The CRDs of Wsc sensors have previously been proposed to be involved in binding to glycan structures of the cell wall [20]. However, no direct glycan binding has been experimentally demonstrated so far. Our structural analysis of the ScWSc1 CRD does not reveal an obvious glycan-binding cavity comparable to, e.g., the binding pockets for high-affinity binding of terminal glycans found in fungal adhesins [59,60,61,62,63]. Thus, single WSC domains of fungal mechanosensors alone might not be prone for high-affinity binding of cell wall glycans. However, a recent study has demonstrated that the secreted lectin SiWsc3 (UNiProt entry G4TKP7) from the root endophyte Serendipita indica binds to linear long-chain β-1,3-glucans with affinities in the low micromolar range [29]. In contrast to fungal WSC-type sensors, the ~39 kDA integral cell wall component SiWsc3 merely consists of three repeated WSC domains. Interestingly, the individual WSC domains of SiWsc3 also lack an obvious binding pocket for glycan binding, but together appear to form a carbohydrate-binding site [29]. This opens the possibility that high-affinity glycan binding by fungal WSC domain sensors could be enabled by multimerization of individual WSC domains, e.g., upon sensor clustering. Such a mechanism might, for instance, confer anchoring of sensor clusters and MCMs at specific sites of the cell wall, and influence the interaction with downstream signaling components. It might, therefore, be interesting to test whether synthetic multimers of, e.g., ScWsc domains, are able to efficiently bind to linear long-chain β-1,3-glucans, and if such a binding involves any of the aromatic surface clusters, even though the precise spatial configuration of clustered WSC sensor domains is currently unknown.
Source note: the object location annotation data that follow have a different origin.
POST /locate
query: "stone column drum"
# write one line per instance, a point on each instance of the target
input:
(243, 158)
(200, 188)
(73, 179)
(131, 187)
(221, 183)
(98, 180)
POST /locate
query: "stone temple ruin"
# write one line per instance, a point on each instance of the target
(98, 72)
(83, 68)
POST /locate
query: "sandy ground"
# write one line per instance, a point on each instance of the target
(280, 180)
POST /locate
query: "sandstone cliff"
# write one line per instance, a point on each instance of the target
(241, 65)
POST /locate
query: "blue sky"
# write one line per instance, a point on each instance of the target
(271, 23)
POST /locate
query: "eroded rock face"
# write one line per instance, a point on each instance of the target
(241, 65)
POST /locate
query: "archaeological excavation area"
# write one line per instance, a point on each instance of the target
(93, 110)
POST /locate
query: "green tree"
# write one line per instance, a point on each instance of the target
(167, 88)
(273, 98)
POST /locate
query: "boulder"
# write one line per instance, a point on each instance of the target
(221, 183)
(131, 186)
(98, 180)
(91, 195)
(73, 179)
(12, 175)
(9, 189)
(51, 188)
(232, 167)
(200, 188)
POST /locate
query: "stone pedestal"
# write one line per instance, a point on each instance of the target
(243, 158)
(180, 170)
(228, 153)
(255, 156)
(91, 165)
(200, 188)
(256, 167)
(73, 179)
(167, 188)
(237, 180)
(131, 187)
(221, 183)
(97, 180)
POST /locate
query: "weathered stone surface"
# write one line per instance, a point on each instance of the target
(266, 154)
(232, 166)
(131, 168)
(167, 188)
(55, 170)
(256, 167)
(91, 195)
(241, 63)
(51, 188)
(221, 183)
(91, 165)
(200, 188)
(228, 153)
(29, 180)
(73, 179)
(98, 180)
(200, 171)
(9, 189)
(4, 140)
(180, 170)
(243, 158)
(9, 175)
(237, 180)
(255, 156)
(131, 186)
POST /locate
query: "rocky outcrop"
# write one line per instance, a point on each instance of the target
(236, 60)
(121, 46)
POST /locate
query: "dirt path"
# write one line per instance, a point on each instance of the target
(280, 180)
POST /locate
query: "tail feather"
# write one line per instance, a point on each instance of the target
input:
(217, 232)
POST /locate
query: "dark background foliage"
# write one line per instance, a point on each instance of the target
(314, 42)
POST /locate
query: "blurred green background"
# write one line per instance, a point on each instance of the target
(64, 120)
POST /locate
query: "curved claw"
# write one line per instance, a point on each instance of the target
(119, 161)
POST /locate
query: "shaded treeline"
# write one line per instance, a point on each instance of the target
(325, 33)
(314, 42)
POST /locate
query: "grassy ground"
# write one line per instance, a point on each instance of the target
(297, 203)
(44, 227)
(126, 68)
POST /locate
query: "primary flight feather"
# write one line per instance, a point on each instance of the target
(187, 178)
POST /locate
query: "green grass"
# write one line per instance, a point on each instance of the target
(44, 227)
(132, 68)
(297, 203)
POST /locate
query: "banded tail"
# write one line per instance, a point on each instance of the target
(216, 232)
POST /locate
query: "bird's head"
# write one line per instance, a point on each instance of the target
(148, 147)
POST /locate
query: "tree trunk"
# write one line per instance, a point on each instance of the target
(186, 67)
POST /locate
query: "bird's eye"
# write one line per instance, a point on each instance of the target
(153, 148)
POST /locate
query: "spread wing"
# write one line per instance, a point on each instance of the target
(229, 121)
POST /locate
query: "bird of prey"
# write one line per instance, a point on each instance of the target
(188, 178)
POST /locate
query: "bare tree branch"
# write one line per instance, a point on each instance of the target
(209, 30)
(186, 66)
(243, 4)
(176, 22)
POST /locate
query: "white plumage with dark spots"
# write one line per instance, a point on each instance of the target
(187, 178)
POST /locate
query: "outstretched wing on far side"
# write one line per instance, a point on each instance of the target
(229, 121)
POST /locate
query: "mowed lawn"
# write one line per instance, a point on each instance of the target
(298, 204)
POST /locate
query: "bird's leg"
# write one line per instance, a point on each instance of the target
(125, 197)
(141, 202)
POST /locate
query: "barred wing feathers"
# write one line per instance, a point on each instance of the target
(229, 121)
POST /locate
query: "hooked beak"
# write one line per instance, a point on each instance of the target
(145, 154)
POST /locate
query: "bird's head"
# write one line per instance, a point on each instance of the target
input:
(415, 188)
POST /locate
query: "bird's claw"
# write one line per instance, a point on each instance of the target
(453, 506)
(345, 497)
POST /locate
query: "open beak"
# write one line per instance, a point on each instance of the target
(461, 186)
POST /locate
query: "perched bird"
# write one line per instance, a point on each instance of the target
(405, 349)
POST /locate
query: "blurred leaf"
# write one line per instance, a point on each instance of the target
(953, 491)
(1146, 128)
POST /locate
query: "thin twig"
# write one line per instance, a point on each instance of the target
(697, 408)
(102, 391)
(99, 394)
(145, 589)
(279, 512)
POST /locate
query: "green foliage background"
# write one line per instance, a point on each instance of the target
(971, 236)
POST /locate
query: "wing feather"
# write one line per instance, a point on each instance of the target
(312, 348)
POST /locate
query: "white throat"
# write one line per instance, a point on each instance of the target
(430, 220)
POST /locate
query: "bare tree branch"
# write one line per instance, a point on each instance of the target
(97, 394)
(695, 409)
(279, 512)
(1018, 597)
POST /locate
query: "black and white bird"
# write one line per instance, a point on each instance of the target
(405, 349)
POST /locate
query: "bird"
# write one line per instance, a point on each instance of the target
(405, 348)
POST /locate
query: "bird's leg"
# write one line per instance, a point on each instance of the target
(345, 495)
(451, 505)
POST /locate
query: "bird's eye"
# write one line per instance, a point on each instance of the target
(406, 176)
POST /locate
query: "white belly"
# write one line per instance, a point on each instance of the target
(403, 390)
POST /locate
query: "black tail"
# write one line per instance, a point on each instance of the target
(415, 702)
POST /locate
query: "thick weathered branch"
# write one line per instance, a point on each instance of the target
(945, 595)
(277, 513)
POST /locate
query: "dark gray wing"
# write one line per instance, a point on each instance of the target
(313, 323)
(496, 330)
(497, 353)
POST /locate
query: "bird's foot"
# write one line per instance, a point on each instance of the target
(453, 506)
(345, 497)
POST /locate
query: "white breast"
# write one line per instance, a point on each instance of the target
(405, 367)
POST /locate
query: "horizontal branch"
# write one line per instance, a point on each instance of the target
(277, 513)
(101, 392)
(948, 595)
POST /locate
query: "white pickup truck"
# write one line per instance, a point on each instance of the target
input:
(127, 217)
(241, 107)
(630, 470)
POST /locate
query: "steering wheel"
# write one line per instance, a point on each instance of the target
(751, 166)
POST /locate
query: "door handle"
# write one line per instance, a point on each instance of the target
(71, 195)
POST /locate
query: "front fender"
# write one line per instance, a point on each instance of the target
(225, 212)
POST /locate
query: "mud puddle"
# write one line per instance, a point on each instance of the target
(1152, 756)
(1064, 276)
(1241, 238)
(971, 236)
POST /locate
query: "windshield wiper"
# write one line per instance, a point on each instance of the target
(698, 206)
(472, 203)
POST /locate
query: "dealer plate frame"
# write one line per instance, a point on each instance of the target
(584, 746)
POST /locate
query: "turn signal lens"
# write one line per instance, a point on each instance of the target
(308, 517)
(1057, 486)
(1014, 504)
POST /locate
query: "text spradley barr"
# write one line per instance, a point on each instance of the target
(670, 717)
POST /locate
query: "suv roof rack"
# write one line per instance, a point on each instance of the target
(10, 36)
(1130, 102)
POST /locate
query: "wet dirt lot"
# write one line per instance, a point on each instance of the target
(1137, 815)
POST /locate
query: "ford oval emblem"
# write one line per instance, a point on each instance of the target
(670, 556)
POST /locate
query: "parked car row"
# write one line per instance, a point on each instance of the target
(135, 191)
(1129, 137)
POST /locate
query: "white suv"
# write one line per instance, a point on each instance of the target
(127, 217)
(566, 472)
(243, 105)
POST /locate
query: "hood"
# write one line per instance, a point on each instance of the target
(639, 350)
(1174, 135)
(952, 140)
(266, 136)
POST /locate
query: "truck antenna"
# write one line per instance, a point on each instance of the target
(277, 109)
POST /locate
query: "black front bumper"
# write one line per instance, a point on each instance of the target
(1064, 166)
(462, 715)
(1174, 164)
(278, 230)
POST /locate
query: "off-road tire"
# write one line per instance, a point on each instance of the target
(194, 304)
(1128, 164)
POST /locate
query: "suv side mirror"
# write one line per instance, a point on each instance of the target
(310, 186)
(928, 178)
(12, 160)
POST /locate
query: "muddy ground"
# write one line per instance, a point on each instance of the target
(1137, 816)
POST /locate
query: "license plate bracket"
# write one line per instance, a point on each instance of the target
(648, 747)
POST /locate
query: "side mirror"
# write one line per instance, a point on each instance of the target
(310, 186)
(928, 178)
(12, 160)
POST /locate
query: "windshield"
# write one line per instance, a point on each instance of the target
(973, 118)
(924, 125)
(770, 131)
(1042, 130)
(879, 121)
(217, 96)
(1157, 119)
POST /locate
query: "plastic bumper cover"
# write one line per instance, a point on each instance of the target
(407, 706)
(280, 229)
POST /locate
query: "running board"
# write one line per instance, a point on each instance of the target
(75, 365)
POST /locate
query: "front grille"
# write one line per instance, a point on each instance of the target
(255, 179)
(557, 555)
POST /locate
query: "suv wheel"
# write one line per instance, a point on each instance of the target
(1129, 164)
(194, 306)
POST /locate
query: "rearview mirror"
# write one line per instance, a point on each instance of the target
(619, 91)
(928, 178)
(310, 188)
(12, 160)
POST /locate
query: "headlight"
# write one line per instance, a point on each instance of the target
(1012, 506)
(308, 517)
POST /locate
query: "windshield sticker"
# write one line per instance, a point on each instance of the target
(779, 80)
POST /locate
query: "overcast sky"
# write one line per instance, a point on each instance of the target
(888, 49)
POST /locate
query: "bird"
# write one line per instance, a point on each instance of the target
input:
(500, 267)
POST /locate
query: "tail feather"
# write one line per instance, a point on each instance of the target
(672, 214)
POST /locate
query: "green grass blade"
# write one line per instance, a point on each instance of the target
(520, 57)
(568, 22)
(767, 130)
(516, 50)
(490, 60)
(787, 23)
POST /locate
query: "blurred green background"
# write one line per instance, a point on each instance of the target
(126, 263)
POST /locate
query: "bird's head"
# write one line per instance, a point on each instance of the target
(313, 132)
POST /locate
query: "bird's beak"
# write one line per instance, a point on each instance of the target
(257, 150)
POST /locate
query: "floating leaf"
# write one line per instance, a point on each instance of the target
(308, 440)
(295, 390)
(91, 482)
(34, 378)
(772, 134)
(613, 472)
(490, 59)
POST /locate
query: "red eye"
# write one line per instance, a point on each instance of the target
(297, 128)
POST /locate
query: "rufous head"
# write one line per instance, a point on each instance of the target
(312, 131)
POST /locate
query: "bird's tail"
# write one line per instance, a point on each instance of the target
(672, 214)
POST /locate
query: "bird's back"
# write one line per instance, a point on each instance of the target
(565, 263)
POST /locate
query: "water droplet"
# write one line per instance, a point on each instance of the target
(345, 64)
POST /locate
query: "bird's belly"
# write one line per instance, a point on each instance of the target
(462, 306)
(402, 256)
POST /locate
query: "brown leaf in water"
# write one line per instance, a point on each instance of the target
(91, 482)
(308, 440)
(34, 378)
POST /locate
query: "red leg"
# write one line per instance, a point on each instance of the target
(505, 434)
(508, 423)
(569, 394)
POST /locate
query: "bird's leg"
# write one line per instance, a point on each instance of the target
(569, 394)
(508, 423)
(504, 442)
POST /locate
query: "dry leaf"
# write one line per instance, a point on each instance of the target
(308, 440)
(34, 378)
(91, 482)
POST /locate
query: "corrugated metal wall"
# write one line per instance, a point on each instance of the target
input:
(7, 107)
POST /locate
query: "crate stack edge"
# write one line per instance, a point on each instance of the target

Taken together, our study provides novel insights into the structure and function of WSC domains in general, and pinpoints aromatic clusters as functional hotspots of S. cerevisiae mechanosensors. As such, our data provide an important basis for future structure-based functional analysis of Wsc-type mechanosensors, and the elucidation of the precise role of CRDs in sensor clustering, downstream signaling, and interactions with other cell wall proteins and/or glycans.